College of Science and Health Theses and Dissertations

Date of Award

Spring 6-14-2024

Degree Type

Thesis

Degree Name

Master of Science (MS)

Department

Physics

First Advisor

Eric Landahl, PhD

Second Advisor

Chris Goedde, PhD

Third Advisor

Gabriela B. Gonzalez Aviles, PhD

Abstract

The dorsal spine of the spiny dogfish, Squalus acanthias, has been used for age determination of individual specimens since the 1930s. Scientific literature regarding the dorsal spine has to date always referred to it as having an enamel exterior, with a dentin interior surrounding a central pulp cavity. This is similar to the structure observed in a human tooth.

The dorsal spine is composed of cartilage-based tissue that contains bioapatite. Bioapatite is a mixture of hydroxyapatite, Ca10(PO4)6(OH)2 (a calcium salt of phosphoric acid), and other biological material, e.g. calcium carbonate, CaCO3. Micro-computed tomographic (micro-CT) reconstruction using diffracted wide-angle X-ray scattering (WAXS) data and Rietveld refinement were used to study the 3D crystallography of the bioapatite within the dorsal spine of a closely related species, the Pacific spiny dogfish, Squalus suckleyi. Specifically, in light of prior claims made in the scientific literature regarding the composition of the dorsal spine, we are interested in the lattice parameter values, their distribution throughout the dorsal spine, and the corresponding crystallite size of the hydroxyapatite present therein.

Data collected from eight transverse layers of the dorsal spine sample were used to create 2D maps of the voxels (volume elements) within each layer. For each voxel, a 1D X-ray diffraction (XRD) pattern was obtained. The Rietveld refinement method was then applied to each 1D XRD pattern to obtain values for the crystal lattice parameters of the bioapatite therein.

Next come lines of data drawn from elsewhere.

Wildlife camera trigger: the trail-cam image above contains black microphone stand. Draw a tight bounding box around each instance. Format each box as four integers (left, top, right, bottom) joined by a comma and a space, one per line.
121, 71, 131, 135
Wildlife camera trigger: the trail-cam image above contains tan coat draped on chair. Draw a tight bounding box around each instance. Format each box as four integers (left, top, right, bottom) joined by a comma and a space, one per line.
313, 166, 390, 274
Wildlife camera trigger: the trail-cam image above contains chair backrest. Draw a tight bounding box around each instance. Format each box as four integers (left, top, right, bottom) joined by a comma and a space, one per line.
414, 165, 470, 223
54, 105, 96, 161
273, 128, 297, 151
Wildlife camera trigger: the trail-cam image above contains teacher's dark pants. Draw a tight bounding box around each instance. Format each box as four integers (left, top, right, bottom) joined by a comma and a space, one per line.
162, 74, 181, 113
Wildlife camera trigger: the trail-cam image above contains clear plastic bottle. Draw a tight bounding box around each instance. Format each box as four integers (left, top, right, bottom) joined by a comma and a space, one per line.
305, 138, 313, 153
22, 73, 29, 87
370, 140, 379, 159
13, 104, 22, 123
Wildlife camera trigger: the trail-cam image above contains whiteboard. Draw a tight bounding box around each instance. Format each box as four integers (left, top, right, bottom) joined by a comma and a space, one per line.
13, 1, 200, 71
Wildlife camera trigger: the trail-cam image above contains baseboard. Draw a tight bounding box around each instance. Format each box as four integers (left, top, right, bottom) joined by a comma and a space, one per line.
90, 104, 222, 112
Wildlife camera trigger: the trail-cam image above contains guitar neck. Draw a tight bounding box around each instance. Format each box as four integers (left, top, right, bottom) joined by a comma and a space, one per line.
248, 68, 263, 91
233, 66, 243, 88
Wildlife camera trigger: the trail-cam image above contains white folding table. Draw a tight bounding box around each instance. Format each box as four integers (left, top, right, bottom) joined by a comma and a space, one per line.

The Scherrer equation, along with the Williamson-Hall model, were then used to determine bioapatite crystallite sizes from both the full-width half maximum (FWHM) and Bragg angle data of the resulting peaks within the 1D XRD patterns.

Hydroxyapatite, the only crystalline phase present in the dorsal spine, has crystal lattice parameters of a = b = 9.432 Å, and c = 6.881 Å, as reported by Kay et al. Overall, with respect to all of the inspected voxels in all eight transverse layers of the dorsal spine, mean crystal lattice parameters and corresponding standard deviations of the bioapatite in the sample are a = b = 9.448 Å +/- 0.010 Å, and c = 6.900 Å +/- 0.002 Å, for out-of-plane scans (measurements made parallel to the spine’s axis); and a = b = 9.435 Å +/- 0.007 Å, and c = 6.900 Å +/- 0.004 Å, for in-plane scans (measurements made perpendicular to the spine’s axis). Hydroxyapatite crystallite sizes observed in biological specimens, as noted in peer-reviewed journal articles, were also observed throughout the dorsal spine.

Of note are two relevant observations. First, the lattice parameters are not the same everywhere. From the Rietveld refinement analysis, voxels in the lateral regions of the dorsal spine exhibit sharper 1D XRD peaks compared to voxels in the inner regions. Second, sharper diffraction peaks within a voxel imply that the bioapatite therein has larger crystallites. In-plane bioapatite crystallite sizes are markedly greater in the voxels in the lateral regions of the dorsal spine, and relatively much lower within the body of the dorsal spine.

Prior scientific literature referred to the dorsal spine of the closely related spiny dogfish, Squalus acanthias, as having an enamel exterior and a dentin interior. The results obtained in this analysis of the dorsal spine of the Pacific spiny dogfish, Squalus suckleyi, strongly suggest that the outer lateral regions are indeed made of bioapatite that is qualitatively more similar to tooth enamel than to dentin.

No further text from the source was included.